Man sollte aber nicht vergessen, daß es nicht nur körperliche Gewalt gibt. Körperliche Gewalt ist vielleicht sogar das geringere Problem, weil sie leicht erkannt wird und deshalb effektiv bekämpft werden kann.
Hetze gegen Andersdenkende, indem man z. B. öffentlich körperliche Gewalt und rechte Ideologie in einen Topf wirft, ist eine wesentlich gefährlichere Form der Gewaltausübung. Offenbar ist es fast unmöglich, solche Gewalttäter zu stoppen …
“Hetze gegen Andersdenkende, indem man z. B. öffentlich körperliche Gewalt und rechte Ideologie in einen Topf wirft, ist eine wesentlich gefährlichere Form der Gewaltausübung.”

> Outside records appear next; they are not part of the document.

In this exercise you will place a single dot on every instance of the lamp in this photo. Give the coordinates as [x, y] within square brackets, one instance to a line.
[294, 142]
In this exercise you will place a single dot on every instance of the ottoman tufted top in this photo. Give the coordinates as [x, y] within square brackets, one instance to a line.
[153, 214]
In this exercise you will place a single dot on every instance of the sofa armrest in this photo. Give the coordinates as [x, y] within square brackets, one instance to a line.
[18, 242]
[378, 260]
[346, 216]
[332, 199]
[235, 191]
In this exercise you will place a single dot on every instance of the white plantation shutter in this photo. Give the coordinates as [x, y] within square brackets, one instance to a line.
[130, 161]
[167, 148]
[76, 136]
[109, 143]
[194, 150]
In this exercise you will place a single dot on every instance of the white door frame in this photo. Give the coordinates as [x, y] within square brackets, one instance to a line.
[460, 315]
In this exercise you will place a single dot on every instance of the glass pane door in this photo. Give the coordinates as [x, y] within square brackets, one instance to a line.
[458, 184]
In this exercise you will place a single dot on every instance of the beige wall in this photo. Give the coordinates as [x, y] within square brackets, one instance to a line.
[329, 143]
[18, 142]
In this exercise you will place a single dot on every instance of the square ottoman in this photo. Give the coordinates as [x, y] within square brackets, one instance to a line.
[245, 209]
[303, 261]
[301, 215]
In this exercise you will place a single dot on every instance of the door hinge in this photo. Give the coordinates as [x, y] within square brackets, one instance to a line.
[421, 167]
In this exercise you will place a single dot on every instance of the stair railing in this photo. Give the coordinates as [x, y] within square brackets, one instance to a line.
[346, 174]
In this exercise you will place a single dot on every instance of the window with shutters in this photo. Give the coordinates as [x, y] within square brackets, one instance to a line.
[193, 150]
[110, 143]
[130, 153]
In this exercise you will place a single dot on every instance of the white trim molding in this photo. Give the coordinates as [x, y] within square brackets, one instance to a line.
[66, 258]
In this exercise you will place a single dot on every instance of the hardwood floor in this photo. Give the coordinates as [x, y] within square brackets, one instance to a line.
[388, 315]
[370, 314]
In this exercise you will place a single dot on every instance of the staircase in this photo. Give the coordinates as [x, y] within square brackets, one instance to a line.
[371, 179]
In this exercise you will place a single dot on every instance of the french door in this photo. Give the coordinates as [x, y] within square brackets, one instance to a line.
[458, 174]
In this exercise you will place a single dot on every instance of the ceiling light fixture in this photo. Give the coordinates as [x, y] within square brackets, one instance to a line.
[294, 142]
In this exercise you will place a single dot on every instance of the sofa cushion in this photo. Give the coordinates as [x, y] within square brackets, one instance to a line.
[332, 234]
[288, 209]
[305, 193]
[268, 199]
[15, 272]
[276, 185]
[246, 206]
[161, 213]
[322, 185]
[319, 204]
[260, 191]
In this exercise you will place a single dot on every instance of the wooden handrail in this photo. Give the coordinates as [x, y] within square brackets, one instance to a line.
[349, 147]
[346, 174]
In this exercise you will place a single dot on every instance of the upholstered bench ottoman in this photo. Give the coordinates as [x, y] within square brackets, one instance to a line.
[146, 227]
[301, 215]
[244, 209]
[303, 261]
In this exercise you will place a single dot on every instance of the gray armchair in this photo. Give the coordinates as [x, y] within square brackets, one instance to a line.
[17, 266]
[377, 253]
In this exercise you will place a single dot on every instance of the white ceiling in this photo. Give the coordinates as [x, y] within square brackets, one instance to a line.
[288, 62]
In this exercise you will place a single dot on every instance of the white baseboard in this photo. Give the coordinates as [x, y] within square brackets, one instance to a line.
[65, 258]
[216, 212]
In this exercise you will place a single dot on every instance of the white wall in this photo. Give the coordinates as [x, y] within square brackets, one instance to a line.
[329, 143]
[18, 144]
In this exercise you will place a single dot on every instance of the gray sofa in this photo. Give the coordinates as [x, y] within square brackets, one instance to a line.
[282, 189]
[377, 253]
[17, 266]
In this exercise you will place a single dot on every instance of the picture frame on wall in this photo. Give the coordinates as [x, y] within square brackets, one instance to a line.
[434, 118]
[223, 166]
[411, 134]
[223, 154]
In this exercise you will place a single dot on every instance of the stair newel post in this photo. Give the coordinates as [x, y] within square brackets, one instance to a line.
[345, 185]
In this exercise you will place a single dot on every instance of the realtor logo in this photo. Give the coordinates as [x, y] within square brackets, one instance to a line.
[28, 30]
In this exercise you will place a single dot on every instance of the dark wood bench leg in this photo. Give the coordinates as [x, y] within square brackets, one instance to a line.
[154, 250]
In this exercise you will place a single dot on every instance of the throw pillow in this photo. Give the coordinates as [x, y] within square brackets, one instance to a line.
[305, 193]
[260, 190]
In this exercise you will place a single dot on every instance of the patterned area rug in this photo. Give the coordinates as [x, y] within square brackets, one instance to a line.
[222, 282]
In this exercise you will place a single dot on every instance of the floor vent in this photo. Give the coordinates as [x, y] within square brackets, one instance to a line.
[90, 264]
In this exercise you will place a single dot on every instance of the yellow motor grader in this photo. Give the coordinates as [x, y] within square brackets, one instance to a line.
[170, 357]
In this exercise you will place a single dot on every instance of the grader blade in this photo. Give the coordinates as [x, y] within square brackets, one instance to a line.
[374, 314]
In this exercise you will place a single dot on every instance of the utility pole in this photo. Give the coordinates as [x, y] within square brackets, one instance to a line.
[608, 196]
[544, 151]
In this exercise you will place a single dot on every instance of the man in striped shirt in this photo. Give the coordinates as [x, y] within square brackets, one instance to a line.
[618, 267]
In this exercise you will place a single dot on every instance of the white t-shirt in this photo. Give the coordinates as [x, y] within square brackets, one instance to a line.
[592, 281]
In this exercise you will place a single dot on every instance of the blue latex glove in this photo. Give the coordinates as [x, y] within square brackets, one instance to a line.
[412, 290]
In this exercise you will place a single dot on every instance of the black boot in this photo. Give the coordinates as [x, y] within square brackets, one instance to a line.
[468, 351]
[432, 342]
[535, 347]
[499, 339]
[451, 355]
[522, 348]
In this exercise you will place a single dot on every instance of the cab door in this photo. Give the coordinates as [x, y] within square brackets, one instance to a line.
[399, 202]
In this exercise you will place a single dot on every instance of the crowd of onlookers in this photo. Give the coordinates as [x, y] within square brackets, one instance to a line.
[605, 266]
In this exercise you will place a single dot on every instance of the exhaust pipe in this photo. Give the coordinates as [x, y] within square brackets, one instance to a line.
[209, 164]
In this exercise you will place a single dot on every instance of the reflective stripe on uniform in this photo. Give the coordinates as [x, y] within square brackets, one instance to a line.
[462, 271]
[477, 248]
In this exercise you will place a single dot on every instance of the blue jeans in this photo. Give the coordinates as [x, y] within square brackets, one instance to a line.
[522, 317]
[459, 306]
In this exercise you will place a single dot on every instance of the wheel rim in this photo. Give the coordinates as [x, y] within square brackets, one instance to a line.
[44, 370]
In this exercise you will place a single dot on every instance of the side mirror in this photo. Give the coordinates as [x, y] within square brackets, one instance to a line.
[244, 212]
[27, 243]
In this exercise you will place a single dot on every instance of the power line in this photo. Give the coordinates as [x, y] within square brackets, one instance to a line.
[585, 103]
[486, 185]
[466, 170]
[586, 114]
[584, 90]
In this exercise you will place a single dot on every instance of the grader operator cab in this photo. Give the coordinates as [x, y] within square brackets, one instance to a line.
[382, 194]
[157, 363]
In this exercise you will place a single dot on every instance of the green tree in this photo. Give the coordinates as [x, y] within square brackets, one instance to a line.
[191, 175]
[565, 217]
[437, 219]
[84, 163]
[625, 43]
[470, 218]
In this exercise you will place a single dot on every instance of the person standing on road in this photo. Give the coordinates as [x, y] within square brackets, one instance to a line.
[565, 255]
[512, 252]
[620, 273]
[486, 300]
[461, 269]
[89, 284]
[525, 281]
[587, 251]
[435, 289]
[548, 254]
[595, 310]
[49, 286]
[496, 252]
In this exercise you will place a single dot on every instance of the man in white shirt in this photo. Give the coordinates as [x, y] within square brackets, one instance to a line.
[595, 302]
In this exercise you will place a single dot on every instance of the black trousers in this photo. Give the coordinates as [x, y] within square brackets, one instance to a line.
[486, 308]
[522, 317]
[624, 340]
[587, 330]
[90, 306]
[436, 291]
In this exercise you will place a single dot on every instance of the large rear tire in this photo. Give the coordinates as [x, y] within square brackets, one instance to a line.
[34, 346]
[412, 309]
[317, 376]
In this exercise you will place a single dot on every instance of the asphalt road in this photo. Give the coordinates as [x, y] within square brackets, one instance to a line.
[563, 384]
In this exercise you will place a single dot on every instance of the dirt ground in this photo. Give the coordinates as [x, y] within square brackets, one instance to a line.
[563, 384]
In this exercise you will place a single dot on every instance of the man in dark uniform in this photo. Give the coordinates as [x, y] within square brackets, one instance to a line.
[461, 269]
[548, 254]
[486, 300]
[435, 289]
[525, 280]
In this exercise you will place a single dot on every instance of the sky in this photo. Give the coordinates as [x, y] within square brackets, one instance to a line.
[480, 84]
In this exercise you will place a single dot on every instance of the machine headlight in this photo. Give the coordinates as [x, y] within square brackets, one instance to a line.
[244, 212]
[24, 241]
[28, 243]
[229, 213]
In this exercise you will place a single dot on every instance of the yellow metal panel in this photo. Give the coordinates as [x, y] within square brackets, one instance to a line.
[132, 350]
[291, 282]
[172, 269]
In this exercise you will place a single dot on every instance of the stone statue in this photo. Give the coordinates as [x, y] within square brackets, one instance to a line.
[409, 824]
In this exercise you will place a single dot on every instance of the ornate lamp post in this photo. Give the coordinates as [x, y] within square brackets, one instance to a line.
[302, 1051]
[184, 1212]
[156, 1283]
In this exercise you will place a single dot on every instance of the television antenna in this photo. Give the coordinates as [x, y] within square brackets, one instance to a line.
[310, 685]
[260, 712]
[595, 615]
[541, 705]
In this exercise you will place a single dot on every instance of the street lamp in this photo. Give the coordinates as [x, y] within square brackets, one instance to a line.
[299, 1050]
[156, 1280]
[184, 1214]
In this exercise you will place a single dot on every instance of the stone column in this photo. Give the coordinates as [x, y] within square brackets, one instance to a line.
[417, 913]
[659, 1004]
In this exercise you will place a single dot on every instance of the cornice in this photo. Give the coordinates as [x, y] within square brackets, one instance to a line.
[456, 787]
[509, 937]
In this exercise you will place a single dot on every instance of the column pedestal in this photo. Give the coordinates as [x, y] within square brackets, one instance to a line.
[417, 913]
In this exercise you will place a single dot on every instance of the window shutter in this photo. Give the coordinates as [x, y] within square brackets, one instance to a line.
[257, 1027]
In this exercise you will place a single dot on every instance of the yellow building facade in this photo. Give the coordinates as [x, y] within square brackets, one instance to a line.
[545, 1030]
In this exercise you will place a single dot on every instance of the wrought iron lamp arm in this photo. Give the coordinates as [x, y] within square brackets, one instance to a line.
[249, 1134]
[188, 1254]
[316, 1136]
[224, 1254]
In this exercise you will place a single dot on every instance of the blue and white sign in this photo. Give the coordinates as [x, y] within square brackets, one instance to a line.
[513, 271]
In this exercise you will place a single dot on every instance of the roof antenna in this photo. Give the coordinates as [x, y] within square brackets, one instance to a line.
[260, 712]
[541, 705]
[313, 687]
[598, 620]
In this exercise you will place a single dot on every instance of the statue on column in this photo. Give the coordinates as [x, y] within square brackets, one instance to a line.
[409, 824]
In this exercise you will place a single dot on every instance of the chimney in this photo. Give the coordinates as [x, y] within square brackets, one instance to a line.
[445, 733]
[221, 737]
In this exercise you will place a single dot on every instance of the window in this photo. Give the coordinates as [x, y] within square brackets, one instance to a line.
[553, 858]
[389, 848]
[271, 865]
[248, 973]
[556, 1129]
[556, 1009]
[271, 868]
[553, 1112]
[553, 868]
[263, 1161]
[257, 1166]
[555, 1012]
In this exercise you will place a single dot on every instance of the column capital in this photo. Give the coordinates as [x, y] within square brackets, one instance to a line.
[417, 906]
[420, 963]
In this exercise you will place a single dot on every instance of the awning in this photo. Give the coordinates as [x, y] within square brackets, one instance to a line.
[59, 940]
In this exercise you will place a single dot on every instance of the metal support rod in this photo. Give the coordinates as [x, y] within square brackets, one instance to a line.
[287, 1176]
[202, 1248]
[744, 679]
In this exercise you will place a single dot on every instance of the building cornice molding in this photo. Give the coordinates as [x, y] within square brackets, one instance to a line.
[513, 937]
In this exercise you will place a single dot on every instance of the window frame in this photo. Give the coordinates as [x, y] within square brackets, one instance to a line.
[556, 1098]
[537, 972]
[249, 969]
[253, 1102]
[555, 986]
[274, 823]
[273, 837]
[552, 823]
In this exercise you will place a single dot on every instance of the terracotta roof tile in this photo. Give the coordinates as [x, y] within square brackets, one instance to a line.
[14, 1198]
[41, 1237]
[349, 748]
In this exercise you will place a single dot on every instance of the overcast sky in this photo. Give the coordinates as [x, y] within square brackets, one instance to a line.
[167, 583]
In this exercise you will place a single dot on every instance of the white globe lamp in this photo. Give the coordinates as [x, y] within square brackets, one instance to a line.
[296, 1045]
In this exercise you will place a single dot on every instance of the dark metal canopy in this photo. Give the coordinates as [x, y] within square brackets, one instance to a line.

Ist doch schön, wie manch einer sich seine Realität zurechtbiegen kann.
Ohne Worte…
Merke: Tippfehler unterscheiden sich von Rechtschreibfehler ! Somit hätte nur der ein Rechtschreibproblem ,der immer wieder “pupertär” statt “pubertär” schreiben würde.
Im weiteren sei Ihnen “Steve” gesagt, dass es hier nicht um “Hetze gegen Andersdenkende” geht, sondern um die menschenverachtende HASS-Ideologie mit denen ihr Rechtsradikalen Antisemitismus und Fremdenhass in euren Schriften und auf CDs ständig propagiert und somit direkt nicht nur zur Gewaltausübung sondern auch zum Mord anstiftet. “Solche Gewalttäter” wären sehr wohl zu stoppen wenn man dem braunen Spuk ein Ende setzen könnte.